Michelangelo Capua, Kim Novak. La bionda che visse due volte, Napoli, Eracle, pp. 240, euro 18,00.

Nei suoi movimenti lenti e sinuosi, sul set di La donna che visse due volte, trova la sua grande occasione nel doppio ruolo di Madeleine e di Judy. Se durante il pedinamento Jimmy Stewart s’innamora dell’eterea bionda platino, sottraendola all’esuberante procacità dell’attrice, nella successiva ricostruzione del modello originario il processo si capovolge. Quando decide di plasmare la commessa rosso-bruna fino alla riapparizione dell’ombra in tailleur e chignon, la materializzazione del fantasma cita la strategia pigmalionica del cinema che, di provino in provino, dà vita all’immagine fuori dal tempo della star. Nella New York coperta di neve di Una strega in paradiso s’incontra di nuovo con Jimmy , ma si accorge a proprie spese che gli incantesimi non assicurano la felicità. Forse, tra mosse feline e morbidi sguardi, l’ incarnazione più clamorosa e struggente. La sua carriera si chiuderà in bellezza con il corrosivo Baciami, stupido, dove Polly la bomba, la prostituta con il diamante nell’ombelico, prende in giro le ambiguità del matrimonio e le tentazioni del successo.

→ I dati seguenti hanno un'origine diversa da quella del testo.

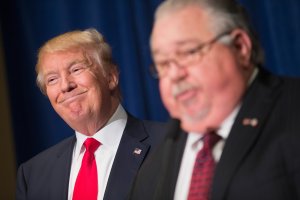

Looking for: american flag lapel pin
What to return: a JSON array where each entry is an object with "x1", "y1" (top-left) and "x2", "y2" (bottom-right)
[
  {"x1": 133, "y1": 148, "x2": 142, "y2": 155},
  {"x1": 243, "y1": 118, "x2": 258, "y2": 127}
]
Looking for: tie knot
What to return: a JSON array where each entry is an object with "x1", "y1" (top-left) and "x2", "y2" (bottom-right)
[
  {"x1": 203, "y1": 132, "x2": 221, "y2": 149},
  {"x1": 83, "y1": 138, "x2": 101, "y2": 154}
]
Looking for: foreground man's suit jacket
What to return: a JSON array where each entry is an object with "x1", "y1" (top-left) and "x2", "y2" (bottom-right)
[
  {"x1": 16, "y1": 115, "x2": 164, "y2": 200},
  {"x1": 129, "y1": 70, "x2": 300, "y2": 200}
]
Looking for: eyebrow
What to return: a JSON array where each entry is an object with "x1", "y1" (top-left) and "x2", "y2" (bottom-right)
[{"x1": 44, "y1": 59, "x2": 89, "y2": 77}]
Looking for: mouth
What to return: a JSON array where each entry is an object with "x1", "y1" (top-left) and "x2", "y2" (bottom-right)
[
  {"x1": 172, "y1": 85, "x2": 197, "y2": 104},
  {"x1": 57, "y1": 90, "x2": 87, "y2": 104},
  {"x1": 175, "y1": 89, "x2": 197, "y2": 104}
]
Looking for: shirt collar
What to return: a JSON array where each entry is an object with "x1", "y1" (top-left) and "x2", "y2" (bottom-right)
[{"x1": 74, "y1": 104, "x2": 128, "y2": 158}]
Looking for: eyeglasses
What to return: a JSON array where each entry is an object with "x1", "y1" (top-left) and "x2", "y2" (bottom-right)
[{"x1": 150, "y1": 31, "x2": 231, "y2": 78}]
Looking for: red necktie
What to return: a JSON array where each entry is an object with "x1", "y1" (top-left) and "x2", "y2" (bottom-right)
[
  {"x1": 188, "y1": 133, "x2": 221, "y2": 200},
  {"x1": 73, "y1": 138, "x2": 101, "y2": 200}
]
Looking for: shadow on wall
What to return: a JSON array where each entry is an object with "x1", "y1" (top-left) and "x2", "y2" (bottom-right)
[{"x1": 0, "y1": 29, "x2": 16, "y2": 200}]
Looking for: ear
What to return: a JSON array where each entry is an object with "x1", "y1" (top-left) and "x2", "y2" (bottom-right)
[
  {"x1": 108, "y1": 70, "x2": 119, "y2": 90},
  {"x1": 230, "y1": 29, "x2": 252, "y2": 68}
]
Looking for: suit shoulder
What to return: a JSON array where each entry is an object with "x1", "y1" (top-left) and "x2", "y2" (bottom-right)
[{"x1": 22, "y1": 136, "x2": 76, "y2": 165}]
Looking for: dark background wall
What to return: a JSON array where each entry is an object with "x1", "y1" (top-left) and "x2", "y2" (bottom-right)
[{"x1": 0, "y1": 0, "x2": 300, "y2": 199}]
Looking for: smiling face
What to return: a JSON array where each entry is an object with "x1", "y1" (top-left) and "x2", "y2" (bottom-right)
[
  {"x1": 40, "y1": 50, "x2": 118, "y2": 135},
  {"x1": 151, "y1": 6, "x2": 252, "y2": 132}
]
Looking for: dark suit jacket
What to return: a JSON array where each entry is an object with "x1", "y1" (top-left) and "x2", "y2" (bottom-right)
[
  {"x1": 16, "y1": 115, "x2": 164, "y2": 200},
  {"x1": 129, "y1": 70, "x2": 300, "y2": 200}
]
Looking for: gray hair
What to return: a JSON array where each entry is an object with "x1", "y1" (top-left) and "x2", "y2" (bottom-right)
[
  {"x1": 155, "y1": 0, "x2": 264, "y2": 66},
  {"x1": 35, "y1": 28, "x2": 120, "y2": 96}
]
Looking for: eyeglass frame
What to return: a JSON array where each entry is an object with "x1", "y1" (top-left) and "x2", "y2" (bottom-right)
[{"x1": 150, "y1": 30, "x2": 232, "y2": 79}]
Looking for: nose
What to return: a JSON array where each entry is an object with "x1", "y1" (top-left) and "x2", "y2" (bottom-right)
[
  {"x1": 60, "y1": 75, "x2": 76, "y2": 92},
  {"x1": 168, "y1": 61, "x2": 187, "y2": 81}
]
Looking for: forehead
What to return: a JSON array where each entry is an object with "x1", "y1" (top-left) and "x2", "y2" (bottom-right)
[
  {"x1": 40, "y1": 49, "x2": 88, "y2": 70},
  {"x1": 151, "y1": 6, "x2": 212, "y2": 53}
]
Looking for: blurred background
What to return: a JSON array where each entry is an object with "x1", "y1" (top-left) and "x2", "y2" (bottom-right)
[{"x1": 0, "y1": 0, "x2": 300, "y2": 200}]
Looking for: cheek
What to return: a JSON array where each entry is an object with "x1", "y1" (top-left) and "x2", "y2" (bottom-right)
[{"x1": 159, "y1": 80, "x2": 175, "y2": 111}]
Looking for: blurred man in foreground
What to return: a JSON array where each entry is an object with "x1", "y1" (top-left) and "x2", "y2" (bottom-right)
[{"x1": 130, "y1": 0, "x2": 300, "y2": 200}]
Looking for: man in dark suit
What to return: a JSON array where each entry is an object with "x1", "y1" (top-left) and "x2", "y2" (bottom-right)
[
  {"x1": 130, "y1": 0, "x2": 300, "y2": 200},
  {"x1": 16, "y1": 29, "x2": 163, "y2": 200}
]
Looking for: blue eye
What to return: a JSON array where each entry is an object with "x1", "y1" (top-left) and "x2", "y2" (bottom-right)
[{"x1": 47, "y1": 77, "x2": 58, "y2": 85}]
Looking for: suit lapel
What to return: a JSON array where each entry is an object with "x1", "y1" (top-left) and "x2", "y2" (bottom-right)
[
  {"x1": 153, "y1": 119, "x2": 187, "y2": 199},
  {"x1": 212, "y1": 72, "x2": 280, "y2": 200},
  {"x1": 104, "y1": 115, "x2": 150, "y2": 200},
  {"x1": 47, "y1": 136, "x2": 76, "y2": 200}
]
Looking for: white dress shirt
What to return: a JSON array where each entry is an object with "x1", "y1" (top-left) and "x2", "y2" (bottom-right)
[
  {"x1": 174, "y1": 68, "x2": 258, "y2": 200},
  {"x1": 68, "y1": 105, "x2": 127, "y2": 200}
]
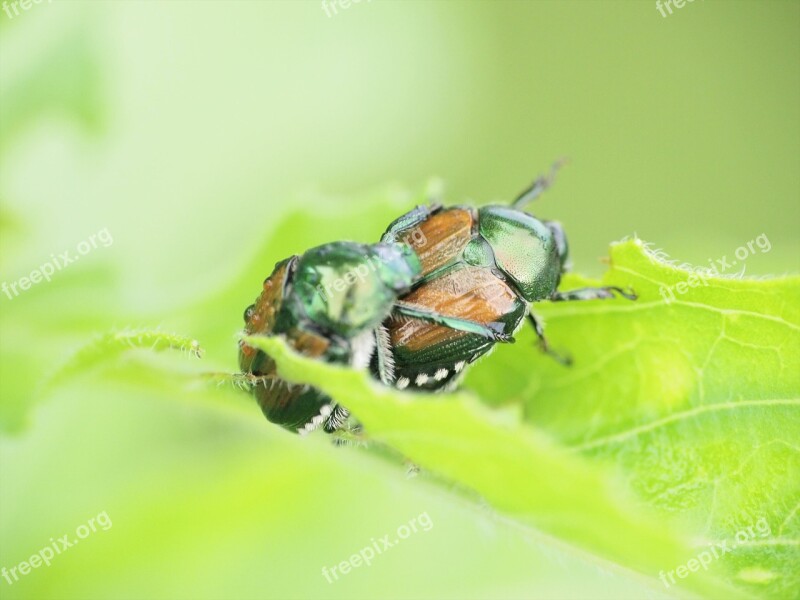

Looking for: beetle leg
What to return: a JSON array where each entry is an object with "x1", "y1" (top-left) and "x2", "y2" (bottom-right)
[
  {"x1": 375, "y1": 325, "x2": 394, "y2": 385},
  {"x1": 394, "y1": 302, "x2": 514, "y2": 344},
  {"x1": 511, "y1": 158, "x2": 567, "y2": 210},
  {"x1": 550, "y1": 286, "x2": 637, "y2": 302},
  {"x1": 528, "y1": 313, "x2": 572, "y2": 367},
  {"x1": 381, "y1": 204, "x2": 442, "y2": 243}
]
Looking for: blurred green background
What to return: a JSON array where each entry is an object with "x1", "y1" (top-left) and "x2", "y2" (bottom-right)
[{"x1": 0, "y1": 0, "x2": 800, "y2": 598}]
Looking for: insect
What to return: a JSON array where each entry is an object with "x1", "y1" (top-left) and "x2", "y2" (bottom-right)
[
  {"x1": 239, "y1": 242, "x2": 505, "y2": 434},
  {"x1": 372, "y1": 165, "x2": 636, "y2": 391}
]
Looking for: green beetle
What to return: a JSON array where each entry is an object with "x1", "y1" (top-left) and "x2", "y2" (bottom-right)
[
  {"x1": 239, "y1": 242, "x2": 505, "y2": 434},
  {"x1": 372, "y1": 168, "x2": 635, "y2": 391}
]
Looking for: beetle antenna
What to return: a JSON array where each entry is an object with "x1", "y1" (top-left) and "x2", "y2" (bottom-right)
[{"x1": 511, "y1": 157, "x2": 569, "y2": 210}]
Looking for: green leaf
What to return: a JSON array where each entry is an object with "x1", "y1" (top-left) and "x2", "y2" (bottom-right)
[
  {"x1": 248, "y1": 241, "x2": 800, "y2": 596},
  {"x1": 469, "y1": 240, "x2": 800, "y2": 597}
]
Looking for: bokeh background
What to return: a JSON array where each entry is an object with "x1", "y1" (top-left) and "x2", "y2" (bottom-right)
[{"x1": 0, "y1": 0, "x2": 800, "y2": 598}]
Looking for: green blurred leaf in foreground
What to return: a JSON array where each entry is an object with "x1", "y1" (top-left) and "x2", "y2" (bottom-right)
[{"x1": 248, "y1": 240, "x2": 800, "y2": 597}]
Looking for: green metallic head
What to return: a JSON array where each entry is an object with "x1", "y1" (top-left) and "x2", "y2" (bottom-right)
[
  {"x1": 478, "y1": 206, "x2": 567, "y2": 302},
  {"x1": 289, "y1": 242, "x2": 422, "y2": 339}
]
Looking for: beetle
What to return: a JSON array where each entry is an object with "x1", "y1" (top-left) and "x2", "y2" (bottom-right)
[
  {"x1": 239, "y1": 242, "x2": 505, "y2": 434},
  {"x1": 372, "y1": 164, "x2": 636, "y2": 391}
]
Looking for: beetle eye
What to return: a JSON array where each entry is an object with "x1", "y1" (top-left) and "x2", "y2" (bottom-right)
[{"x1": 244, "y1": 304, "x2": 256, "y2": 323}]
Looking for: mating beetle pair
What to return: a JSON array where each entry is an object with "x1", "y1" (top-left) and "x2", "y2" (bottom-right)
[{"x1": 239, "y1": 166, "x2": 635, "y2": 434}]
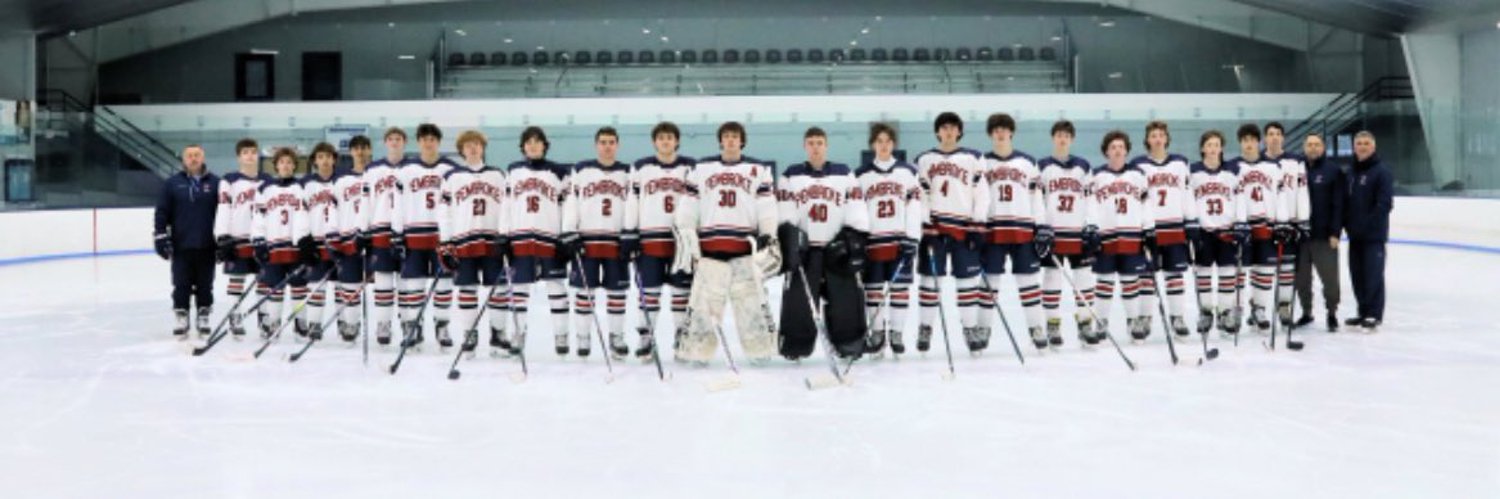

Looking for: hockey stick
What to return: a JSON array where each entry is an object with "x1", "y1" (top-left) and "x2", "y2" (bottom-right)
[
  {"x1": 573, "y1": 253, "x2": 621, "y2": 384},
  {"x1": 980, "y1": 276, "x2": 1026, "y2": 366},
  {"x1": 252, "y1": 273, "x2": 333, "y2": 358},
  {"x1": 918, "y1": 247, "x2": 959, "y2": 381},
  {"x1": 1052, "y1": 255, "x2": 1136, "y2": 370},
  {"x1": 389, "y1": 276, "x2": 440, "y2": 375},
  {"x1": 449, "y1": 272, "x2": 500, "y2": 379},
  {"x1": 630, "y1": 265, "x2": 669, "y2": 381},
  {"x1": 797, "y1": 265, "x2": 863, "y2": 390},
  {"x1": 192, "y1": 267, "x2": 308, "y2": 357}
]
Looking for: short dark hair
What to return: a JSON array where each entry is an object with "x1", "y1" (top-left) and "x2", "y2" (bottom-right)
[
  {"x1": 308, "y1": 142, "x2": 339, "y2": 162},
  {"x1": 350, "y1": 135, "x2": 371, "y2": 148},
  {"x1": 1100, "y1": 130, "x2": 1130, "y2": 156},
  {"x1": 984, "y1": 112, "x2": 1016, "y2": 135},
  {"x1": 933, "y1": 111, "x2": 963, "y2": 138},
  {"x1": 518, "y1": 126, "x2": 552, "y2": 154},
  {"x1": 234, "y1": 138, "x2": 261, "y2": 156},
  {"x1": 867, "y1": 121, "x2": 897, "y2": 145},
  {"x1": 417, "y1": 123, "x2": 443, "y2": 141},
  {"x1": 1199, "y1": 130, "x2": 1226, "y2": 159},
  {"x1": 1235, "y1": 123, "x2": 1260, "y2": 142},
  {"x1": 1143, "y1": 120, "x2": 1172, "y2": 147},
  {"x1": 651, "y1": 121, "x2": 683, "y2": 142},
  {"x1": 1049, "y1": 120, "x2": 1079, "y2": 136},
  {"x1": 717, "y1": 121, "x2": 750, "y2": 147}
]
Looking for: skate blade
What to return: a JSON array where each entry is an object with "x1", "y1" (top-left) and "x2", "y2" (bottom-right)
[
  {"x1": 704, "y1": 375, "x2": 741, "y2": 393},
  {"x1": 803, "y1": 375, "x2": 854, "y2": 391}
]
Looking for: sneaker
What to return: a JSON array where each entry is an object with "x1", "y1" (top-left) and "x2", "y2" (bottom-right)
[
  {"x1": 173, "y1": 310, "x2": 188, "y2": 340},
  {"x1": 609, "y1": 331, "x2": 630, "y2": 358}
]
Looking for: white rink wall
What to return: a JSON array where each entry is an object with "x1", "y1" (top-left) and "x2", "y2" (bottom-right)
[{"x1": 0, "y1": 198, "x2": 1500, "y2": 264}]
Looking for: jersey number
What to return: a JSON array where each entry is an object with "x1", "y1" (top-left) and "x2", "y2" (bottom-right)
[{"x1": 807, "y1": 204, "x2": 828, "y2": 222}]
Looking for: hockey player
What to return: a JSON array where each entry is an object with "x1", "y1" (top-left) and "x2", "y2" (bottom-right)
[
  {"x1": 213, "y1": 138, "x2": 272, "y2": 339},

Fulvio Fulvi, Il vero volto di Don Camillo. Vita & storie di Fernandel, Milano, Ares, pp. 190, euro 15,00.

Cha stagione quella del ’51-’52, pensate, in testa al hit parade c’è Don Camillo, il maggior incasso in assoluto con un miliardo e mezzo, poi con una distanza di cinquecento milioni Anna, e di seguito I figli di nessuno, Totò a colori, Core ‘ngrato, Guardie e ladri, Sensualità. Al sessantottesimo posto Bellissima e all’ottantacinquesimo Umberto D. “Quale inatteso meccanismo di massa era scattato?”, si chiede Vittorio Spinazzola in un vecchio libro del 1974 ancora fondamentale. “Semplicemente era accaduto che in uno dei paesi più politicizzati del mondo il pubblico si trovasse di fronte a un film che parlava di politica, e ne parlava in termini di attualità, chiamando direttamente in causa i grandi protagonisti della vita collettiva, cattolici e comunisti”. La piacevole biografia del bravissimo Fernandel non si pone questi problemi e trascura tutti quelli che, favorevoli o contrari, si sono occupati seriamente della saga della Bassa parmense-reggiana tra libri e film, nei suoi limiti una delle poche rappresentazioni dell’Italia contadina destinata a scomparire. Nella filmografia manca l’inesistente Don Camillo, Peppone e Cosa Nostra, omissione ingiustificata oggi che il Comune di Brescello è stato commissariato per infiltrazioni mafiose.